QASR AL-YAHUD.
TELAWIW OnLine: Dolina Jordanu – 10 km na wschód od palestyńskiego miasta Jerycho – ostry zjazd z szosy nr 90 pod szyldem z napisem „Qasr al-Yahud” – zagajnik, wąska droga między rzadkimi, zakurzonymi palmami i kaktusami; biegnące luzem stada wychudzonych wielbłądów w kłębach piachu. Tak wyglądała „Kraina opuszczonych klasztorów” w 2011, gdy Izrael pierwszy raz po 40 paru latach… – otworzył ją dla turystów.
Qasr al-Yahud” to miejsce, gdzie starożytni Żydzi po słynnym „Wyjściu z Egiptu i urozmaiconej 40-letniej wędrówce w te i nazad po Półwyspie Synajskim przeszli suchą nogą przez Jordan w drodze do Kanaan. Dokładnie w tym samym miejscu z 1250 lat później Jan Chrzciciel ochrzcił Jezusa. Izraelczycy zajęli ten teren w Wojnie Sześciodniowej w 1967 roku.
Od 1968 roku cała ta strefa koło granicy z Jordanią – z kilkunastoma opustoszałymi klasztorami, pustymi dzwonnicami i kaplicami różnych wyznań – była zaminowana i pilnie strzeżona w obawie przed terrorystami. Jako pierwsze ocknęło się Królestwo Haszymidzkie, budując po swojej stronie rzeczki Jordan…”stylowy kościół” i obsadzając go palmami.

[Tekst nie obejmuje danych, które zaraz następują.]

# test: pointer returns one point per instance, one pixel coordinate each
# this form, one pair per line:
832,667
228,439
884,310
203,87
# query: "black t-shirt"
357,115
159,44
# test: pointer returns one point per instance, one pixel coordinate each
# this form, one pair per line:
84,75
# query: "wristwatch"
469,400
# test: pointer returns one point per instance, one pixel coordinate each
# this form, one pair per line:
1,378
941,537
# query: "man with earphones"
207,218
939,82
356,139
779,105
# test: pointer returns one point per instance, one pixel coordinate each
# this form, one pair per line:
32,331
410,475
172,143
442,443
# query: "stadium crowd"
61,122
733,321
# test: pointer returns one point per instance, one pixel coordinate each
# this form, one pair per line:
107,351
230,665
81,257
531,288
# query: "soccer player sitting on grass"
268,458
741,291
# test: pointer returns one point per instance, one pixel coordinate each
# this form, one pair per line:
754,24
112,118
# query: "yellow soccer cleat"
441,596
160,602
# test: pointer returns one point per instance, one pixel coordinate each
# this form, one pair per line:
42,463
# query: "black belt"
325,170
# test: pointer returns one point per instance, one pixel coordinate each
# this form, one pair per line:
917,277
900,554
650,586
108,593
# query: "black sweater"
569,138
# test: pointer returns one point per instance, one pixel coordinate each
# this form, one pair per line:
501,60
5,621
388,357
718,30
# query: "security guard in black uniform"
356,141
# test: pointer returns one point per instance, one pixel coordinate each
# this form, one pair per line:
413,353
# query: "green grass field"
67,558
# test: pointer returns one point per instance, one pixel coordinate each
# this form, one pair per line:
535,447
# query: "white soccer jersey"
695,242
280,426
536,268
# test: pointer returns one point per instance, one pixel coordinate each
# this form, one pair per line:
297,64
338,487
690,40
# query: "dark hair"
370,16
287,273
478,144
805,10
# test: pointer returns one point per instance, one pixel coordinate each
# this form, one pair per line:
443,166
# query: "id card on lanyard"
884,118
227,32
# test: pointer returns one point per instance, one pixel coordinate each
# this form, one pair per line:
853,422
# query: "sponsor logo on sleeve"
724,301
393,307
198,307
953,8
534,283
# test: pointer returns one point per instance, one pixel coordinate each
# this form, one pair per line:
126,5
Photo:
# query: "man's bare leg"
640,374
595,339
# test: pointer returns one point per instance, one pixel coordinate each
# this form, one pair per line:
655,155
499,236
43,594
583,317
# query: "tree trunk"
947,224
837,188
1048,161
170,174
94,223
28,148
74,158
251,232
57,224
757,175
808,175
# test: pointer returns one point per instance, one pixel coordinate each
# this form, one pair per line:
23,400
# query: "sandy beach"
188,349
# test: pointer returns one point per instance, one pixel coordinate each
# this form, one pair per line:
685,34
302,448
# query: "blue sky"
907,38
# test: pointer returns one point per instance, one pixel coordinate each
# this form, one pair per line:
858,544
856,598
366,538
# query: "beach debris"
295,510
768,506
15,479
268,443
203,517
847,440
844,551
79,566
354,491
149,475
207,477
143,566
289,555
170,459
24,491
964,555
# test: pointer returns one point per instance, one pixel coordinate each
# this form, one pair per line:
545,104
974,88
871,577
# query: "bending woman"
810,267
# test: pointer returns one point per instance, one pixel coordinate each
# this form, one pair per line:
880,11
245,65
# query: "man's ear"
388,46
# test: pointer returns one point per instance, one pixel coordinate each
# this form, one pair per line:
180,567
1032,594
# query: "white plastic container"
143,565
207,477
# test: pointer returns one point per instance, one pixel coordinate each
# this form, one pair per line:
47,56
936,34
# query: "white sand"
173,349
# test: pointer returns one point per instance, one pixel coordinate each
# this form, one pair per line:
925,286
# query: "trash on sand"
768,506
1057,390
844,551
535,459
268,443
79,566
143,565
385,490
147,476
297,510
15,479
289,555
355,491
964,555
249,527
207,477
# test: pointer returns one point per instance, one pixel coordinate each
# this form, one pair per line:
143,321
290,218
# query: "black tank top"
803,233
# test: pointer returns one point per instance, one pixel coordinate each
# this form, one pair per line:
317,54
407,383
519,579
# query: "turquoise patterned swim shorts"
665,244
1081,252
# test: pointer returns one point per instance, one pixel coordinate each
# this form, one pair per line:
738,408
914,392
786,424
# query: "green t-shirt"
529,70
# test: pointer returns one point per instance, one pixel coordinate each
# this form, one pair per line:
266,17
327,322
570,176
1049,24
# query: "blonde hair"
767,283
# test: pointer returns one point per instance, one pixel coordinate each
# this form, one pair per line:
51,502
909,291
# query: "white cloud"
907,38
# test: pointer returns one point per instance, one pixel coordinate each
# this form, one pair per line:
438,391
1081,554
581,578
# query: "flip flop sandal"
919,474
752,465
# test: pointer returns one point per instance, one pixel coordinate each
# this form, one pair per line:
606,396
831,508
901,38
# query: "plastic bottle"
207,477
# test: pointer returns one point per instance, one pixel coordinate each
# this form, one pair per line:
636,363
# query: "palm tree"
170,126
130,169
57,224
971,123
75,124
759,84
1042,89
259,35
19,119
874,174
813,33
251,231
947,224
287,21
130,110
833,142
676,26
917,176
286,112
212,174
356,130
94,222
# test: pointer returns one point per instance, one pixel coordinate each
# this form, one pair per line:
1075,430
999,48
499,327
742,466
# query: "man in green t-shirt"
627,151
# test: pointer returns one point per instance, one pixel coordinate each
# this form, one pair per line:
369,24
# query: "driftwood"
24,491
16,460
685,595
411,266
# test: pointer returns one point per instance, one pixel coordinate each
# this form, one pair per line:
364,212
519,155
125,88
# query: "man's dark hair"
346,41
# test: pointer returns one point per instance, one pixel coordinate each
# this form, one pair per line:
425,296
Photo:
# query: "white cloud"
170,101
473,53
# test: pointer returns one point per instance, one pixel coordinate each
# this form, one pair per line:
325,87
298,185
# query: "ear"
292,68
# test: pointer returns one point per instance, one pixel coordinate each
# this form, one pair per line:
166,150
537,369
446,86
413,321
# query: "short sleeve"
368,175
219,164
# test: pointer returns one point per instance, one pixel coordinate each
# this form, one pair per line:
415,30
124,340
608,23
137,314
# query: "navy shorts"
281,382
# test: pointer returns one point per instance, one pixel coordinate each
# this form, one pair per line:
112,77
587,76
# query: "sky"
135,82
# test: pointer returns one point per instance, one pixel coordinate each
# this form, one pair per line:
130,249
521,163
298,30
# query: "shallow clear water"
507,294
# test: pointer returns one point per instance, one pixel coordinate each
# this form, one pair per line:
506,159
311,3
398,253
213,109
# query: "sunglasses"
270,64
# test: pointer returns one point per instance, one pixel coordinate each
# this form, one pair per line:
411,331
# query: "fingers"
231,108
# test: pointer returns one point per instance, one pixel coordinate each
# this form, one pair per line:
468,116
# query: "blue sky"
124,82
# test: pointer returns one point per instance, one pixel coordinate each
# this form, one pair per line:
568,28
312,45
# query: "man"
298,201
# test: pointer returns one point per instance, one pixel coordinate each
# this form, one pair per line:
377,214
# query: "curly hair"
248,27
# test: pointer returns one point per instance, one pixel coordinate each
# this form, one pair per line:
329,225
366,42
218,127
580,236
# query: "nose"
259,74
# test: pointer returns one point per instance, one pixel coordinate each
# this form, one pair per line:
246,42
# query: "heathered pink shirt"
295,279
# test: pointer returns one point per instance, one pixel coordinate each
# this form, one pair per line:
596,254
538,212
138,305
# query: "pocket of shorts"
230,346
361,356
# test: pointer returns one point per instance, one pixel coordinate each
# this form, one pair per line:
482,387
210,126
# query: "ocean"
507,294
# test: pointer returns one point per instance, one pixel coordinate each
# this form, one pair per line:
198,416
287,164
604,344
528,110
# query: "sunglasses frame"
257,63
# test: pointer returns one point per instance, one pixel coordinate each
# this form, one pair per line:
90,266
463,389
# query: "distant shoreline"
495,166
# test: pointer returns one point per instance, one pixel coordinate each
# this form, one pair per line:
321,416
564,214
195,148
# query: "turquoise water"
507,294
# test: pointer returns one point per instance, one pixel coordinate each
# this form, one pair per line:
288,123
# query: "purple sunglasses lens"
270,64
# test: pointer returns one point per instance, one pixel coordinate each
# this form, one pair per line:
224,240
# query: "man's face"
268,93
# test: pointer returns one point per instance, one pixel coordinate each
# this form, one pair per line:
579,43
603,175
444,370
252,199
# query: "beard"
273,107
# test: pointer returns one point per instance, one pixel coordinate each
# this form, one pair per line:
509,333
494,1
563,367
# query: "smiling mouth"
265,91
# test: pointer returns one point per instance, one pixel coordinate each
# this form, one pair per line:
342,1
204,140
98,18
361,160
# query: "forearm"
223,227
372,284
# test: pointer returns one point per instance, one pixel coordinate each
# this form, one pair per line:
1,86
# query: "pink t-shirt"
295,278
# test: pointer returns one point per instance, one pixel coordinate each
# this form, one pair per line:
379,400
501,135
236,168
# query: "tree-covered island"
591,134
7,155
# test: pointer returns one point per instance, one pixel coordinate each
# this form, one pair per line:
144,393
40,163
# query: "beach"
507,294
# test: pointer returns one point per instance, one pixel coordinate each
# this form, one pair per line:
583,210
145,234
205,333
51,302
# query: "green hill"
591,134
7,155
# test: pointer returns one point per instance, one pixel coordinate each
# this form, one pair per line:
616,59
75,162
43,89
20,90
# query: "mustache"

„Qasr al-Yahud” to po arabsku „Żydowski zamek” – nazwa pochodzi od pobliskiego klasztoru Jana Chrzciciela (architektura obronna). W Izraelu chrześcijańscy pielgrzymi mieli do dyspozycji „alternatywne miejsce” nad Jordanem w północnej części kraju. Wyjątek zrobiono jedynie dla papieża-Polaka JPII, gdy pielgrzymował tu w roku 2000. Dzisiaj odwiedził to miejsce sekretarz stanu Mike Pompeo, uważany za ew. następcę Trumpa.